Richmond Standard: Is Richmond being governed from RPA headquarters or City Hall?


When the Richmond Progressive Alliance (RPA) swept the November elections and gained command of council, the group heralded the victory across the nation as a win for democracy and a loss for special interests.

But since RPA members Gayle McLaughlin, Jovanka Beckles and Eduardo Martinez (pictured from left to right) assumed council control after defeating candidates backed by Chevron, the exact opposite has happened, according to several city leaders. In what he describes as blatant hypocrisy by the radical group, Mayor Tom Butt on Friday accused the RPA of ruling upon important city matters within its organization before the issues are publicly vetted at City Hall, which could be a violation of the Brown Act.

“We now have actually two city councils,” Mayor Butt wrote on his e-forum Friday. “One consists of seven elected members who meet regularly on Tuesday nights three or four times a month to conduct most of the City’s routine business in public. Then we have the parallel and alternative RPA City Council, which along with a fourth member, Vice-mayor Myrick, constitute a majority who can call a meeting anytime they want to with 24-hours’ notice, shut down debate, make their own rules and pass their predetermined agenda.”

The RPA has repeatedly denied making council decisions at its headquarters, saying its council members think and act independently from the organization.
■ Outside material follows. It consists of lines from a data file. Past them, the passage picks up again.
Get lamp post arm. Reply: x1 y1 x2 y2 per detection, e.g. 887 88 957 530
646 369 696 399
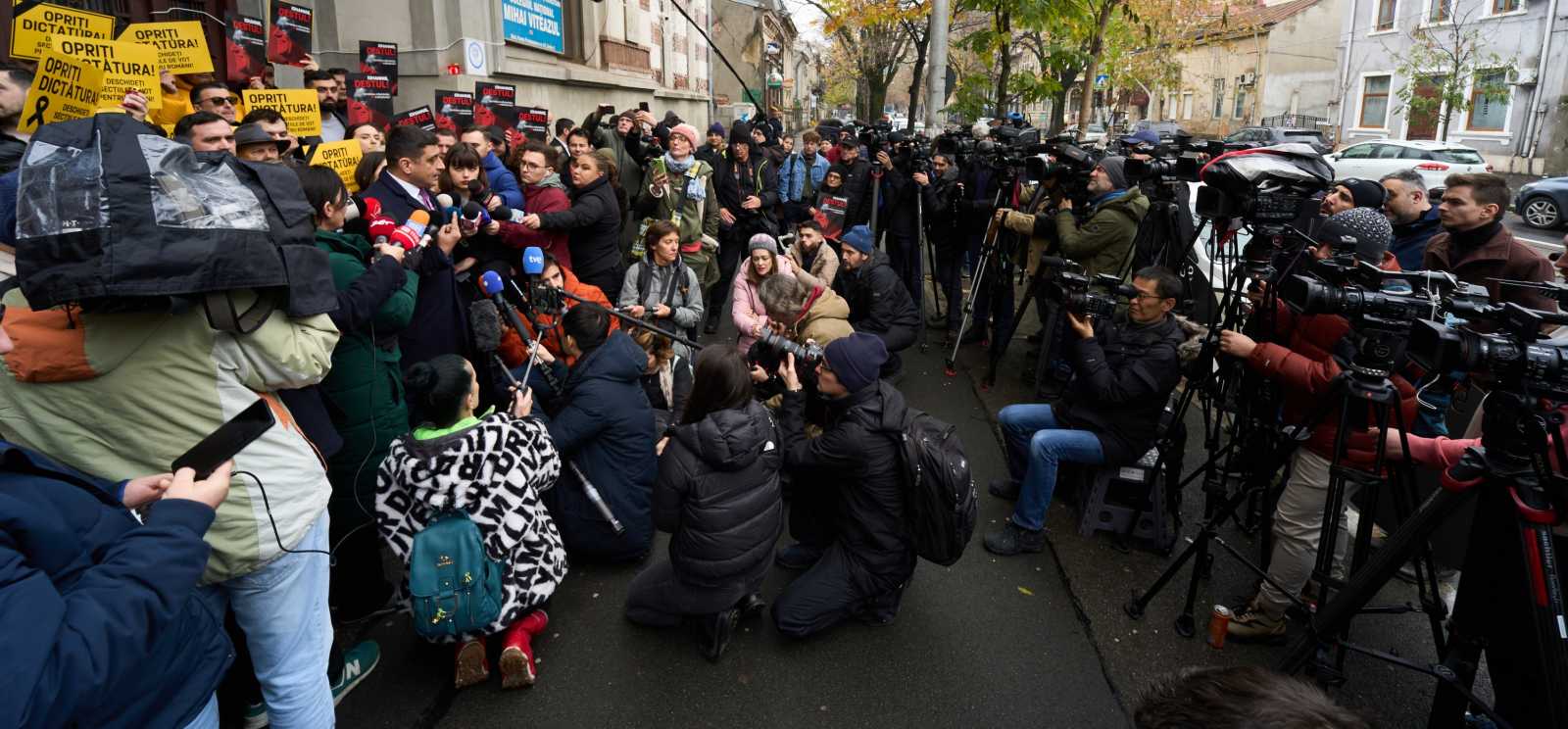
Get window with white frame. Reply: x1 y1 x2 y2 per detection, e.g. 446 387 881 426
1356 75 1393 128
1372 0 1398 33
1464 69 1513 131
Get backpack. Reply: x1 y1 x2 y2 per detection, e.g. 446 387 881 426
899 408 978 567
408 511 505 640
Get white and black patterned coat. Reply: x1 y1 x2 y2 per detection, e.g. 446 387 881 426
376 413 566 638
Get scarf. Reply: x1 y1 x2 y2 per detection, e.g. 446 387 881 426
1445 218 1502 255
664 152 708 201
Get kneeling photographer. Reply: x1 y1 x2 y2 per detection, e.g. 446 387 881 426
1220 207 1416 640
985 267 1184 557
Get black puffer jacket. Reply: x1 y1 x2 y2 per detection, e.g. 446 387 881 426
833 251 920 351
654 402 784 588
1058 316 1186 464
539 177 621 286
779 381 914 594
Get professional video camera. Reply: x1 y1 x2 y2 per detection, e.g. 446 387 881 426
1409 282 1568 402
1198 143 1335 230
1040 256 1139 316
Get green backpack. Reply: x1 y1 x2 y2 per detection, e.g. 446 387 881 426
408 511 505 638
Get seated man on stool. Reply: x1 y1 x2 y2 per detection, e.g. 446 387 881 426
985 267 1184 557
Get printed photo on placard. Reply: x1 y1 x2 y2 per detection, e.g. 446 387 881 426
267 0 316 66
392 107 436 131
224 16 267 83
359 41 397 96
473 81 517 128
348 73 392 128
431 89 473 131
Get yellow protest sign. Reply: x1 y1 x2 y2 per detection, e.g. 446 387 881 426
304 139 366 193
55 37 163 110
240 89 321 136
18 50 104 135
11 0 115 58
120 21 212 73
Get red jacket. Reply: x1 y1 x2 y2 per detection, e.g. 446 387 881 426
1247 253 1416 464
496 268 621 366
500 185 572 268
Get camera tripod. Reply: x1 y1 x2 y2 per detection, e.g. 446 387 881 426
1278 387 1568 729
944 167 1017 378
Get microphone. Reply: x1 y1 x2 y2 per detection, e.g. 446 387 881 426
463 201 491 227
480 271 528 343
390 210 429 251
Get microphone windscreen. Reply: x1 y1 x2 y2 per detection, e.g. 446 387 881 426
480 271 507 296
468 300 500 351
366 215 397 243
522 246 544 276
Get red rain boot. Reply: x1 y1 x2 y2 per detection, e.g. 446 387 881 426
455 640 486 688
500 609 551 688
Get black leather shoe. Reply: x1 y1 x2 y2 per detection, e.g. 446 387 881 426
700 608 740 663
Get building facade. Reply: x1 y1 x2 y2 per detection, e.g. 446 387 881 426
1336 0 1568 174
254 0 711 127
1147 0 1347 136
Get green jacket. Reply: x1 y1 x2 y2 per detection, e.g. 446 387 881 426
1056 188 1150 277
316 230 418 482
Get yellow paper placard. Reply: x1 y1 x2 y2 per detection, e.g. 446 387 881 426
120 21 212 73
55 37 163 108
11 0 115 58
304 139 366 193
18 50 104 135
240 89 321 136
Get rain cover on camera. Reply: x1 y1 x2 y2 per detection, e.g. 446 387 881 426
1198 143 1335 194
16 115 337 316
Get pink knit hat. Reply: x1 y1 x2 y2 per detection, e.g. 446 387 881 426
669 123 701 149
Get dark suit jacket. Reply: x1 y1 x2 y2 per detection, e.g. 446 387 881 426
364 170 473 374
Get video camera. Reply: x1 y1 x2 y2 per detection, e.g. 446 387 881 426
1197 144 1335 238
1409 280 1568 402
1040 256 1139 318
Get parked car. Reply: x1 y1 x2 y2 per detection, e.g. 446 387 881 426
1063 122 1105 146
1135 120 1189 144
1513 177 1568 227
1225 127 1335 154
1327 139 1492 190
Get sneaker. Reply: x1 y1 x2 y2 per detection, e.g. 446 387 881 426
698 608 740 663
773 543 821 569
332 640 381 705
986 478 1022 502
245 701 272 729
985 519 1046 557
1225 609 1286 643
452 640 489 688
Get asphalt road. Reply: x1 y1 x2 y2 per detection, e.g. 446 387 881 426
337 319 1135 727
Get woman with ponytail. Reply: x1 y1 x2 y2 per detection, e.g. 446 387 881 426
376 355 566 688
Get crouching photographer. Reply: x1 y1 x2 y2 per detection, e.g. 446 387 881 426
985 267 1184 557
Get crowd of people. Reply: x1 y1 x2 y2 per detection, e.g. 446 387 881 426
0 57 1552 727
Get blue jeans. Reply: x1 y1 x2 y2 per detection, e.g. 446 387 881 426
199 511 335 729
185 693 218 729
998 405 1105 531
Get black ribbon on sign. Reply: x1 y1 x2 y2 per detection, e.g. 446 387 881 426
26 96 49 128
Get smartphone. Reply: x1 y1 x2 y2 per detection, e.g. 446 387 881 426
170 400 277 481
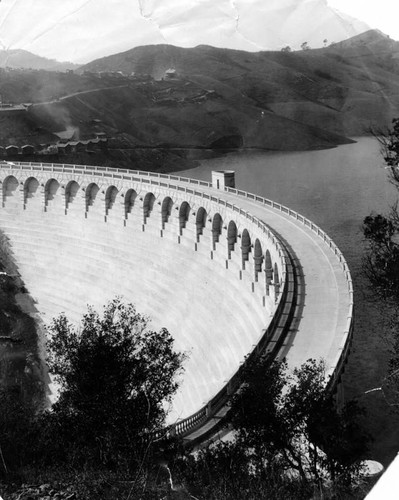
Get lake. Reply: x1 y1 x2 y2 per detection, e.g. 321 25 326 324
177 137 399 465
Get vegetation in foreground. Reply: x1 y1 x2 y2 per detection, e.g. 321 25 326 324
363 118 399 402
0 299 376 500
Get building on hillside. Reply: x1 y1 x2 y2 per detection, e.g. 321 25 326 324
57 142 72 155
165 68 178 80
21 144 35 156
6 145 19 156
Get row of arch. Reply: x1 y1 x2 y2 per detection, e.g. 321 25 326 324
2 175 280 293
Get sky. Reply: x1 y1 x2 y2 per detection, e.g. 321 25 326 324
0 0 399 63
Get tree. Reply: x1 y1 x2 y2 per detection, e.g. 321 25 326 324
363 205 399 302
44 299 185 465
363 118 399 398
231 360 369 490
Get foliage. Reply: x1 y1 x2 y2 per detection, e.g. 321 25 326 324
363 205 399 301
172 438 309 500
0 388 39 478
363 118 399 406
43 299 184 468
227 360 369 490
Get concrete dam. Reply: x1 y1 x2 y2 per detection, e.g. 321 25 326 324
0 162 353 440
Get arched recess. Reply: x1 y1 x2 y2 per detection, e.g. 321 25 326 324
179 201 190 234
265 250 273 295
227 220 237 259
241 229 251 269
254 238 263 281
3 175 18 203
105 186 118 215
65 181 80 209
212 213 223 250
161 196 173 229
274 263 280 299
24 177 39 204
44 179 60 207
86 182 100 212
143 193 155 224
195 207 206 242
125 189 137 219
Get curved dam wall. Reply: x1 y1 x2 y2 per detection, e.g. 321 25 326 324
0 163 292 422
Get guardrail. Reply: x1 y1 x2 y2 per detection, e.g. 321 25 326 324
0 162 353 436
0 162 294 436
225 187 354 391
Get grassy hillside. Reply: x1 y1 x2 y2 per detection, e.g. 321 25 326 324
0 31 399 172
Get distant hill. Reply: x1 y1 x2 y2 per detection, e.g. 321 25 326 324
0 49 79 71
0 30 399 172
76 30 399 143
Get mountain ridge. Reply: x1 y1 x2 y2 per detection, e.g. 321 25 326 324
0 49 79 71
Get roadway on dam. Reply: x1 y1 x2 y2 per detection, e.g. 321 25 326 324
201 186 353 374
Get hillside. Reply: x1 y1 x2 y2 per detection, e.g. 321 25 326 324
0 49 79 71
0 31 399 172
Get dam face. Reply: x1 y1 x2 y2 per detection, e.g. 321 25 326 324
0 163 352 439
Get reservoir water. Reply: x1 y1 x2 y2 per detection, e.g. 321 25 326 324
178 137 399 465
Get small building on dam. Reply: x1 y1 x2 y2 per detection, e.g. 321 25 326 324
0 162 353 440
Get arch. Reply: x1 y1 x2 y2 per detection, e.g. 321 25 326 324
254 238 263 281
241 229 251 269
3 175 18 203
265 250 273 295
143 193 155 224
86 182 100 212
65 181 80 208
44 179 60 206
227 220 237 259
105 186 118 215
274 263 280 299
195 207 207 242
212 213 223 250
125 189 137 218
161 196 173 229
179 201 191 234
24 177 39 204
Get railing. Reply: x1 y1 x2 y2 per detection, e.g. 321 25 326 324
225 187 354 390
0 162 294 436
0 162 353 436
0 161 211 187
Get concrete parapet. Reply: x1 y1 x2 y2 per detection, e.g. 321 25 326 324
0 163 353 446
However, an examination of council meeting minutes since January shows the group has been voting as a bloc, with apparent sympathizer Vice Mayor Jael Myrick often providing the trusted swing vote.

RPA council members, with Myrick’s support, voted in line on rent control, echoing complaints about affordability that have been raised for months out of RPA headquarters. In fact, a report by the The Haas Institute for a Fair and Inclusive Society at UC Berkeley that launched the call for significant renters protections was co-authored by Eli Moore, the husband of RPA supporter and community organizer Claudia Jimenez.

Mayor Butt has criticized the report as “biased and poorly researched.” Regardless of whether that is true, the report worked to drum up enough support the RPA’s push for rent control in Richmond.

In June, the RPA council members and Myrick also voted in favor of plugging the city’s budget deficit by diverting Measure U tax dollars that had been meant for sustained road repair. Last year, Myrick was adamant about not pulling “shenanigans” on voters by diverting the tax proceeds away from roads, but later said the city’s worsening financial situation had forced him to vote alongside the RPA on the issue. Myrick helped pass that budget even after the RPA tacked on additional spending measures for pet projects such as Beckles’ Pride festival and an annual Saffron Strand homeless workforce conference.

Then came the space weaponry resolution. All RPA members, including Myrick, voted in favor of their resolution to support a ban on space weaponry as an anti-war measure. The RPA said it also pitched the resolution to appease conspiracy theorists who believe they are being targeted from space by the government’s futuristic weapons. Myrick laterexpressed regret over the vote, after the Richmond Police Department’s phones lines were overwhelmed with calls from “targeted” individuals worldwide. The councilmember later expressed concern that the vote may have had a negative impact on the mentally ill and their families.

Myrick hasn’t always felt comfortable with the idea that the RPA could dictate policy both inside and out of council chambers. Earlier this year, he voted against the RPA’s attempt to appoint a fourth member to fill the seat vacated by Butt’s election to mayor. Myrick’s rejection of a fourth RPA council member — which would have given the RPA a dominating majority and would also have greatly diminished the power of Myrick’s vote —  led to the appointment of the pragmatic Vinay Pimple, who is unaligned and has not supported many of the RPA measures.

Only on rare occasions has an RPA council member voted against the group’s grain. Martinez did so on the Central Avenue affordable housing project. RPA members alsodisagreed on an ordinance regulating digital signs and billboards in the city.

Still, Mayor Butt compared the RPA’s current rule “to the infamous Richmond city councils of decades ago.”

“But it’s worse,” he said. “Instead of the majority of elected members meeting privately on Saturday mornings, members of the secret RPA steering committee, whom no one elected, meet with RPA City Council members to create their agenda. These steering committee members also perform, when necessary, the critical function of subverting the Brown Act, acting as illegal go-betweens to communicate with other Council members.”

Councilmember Nat Bates agreed and predicted “rocky and uncertain times” ahead as a result of RPA dominance.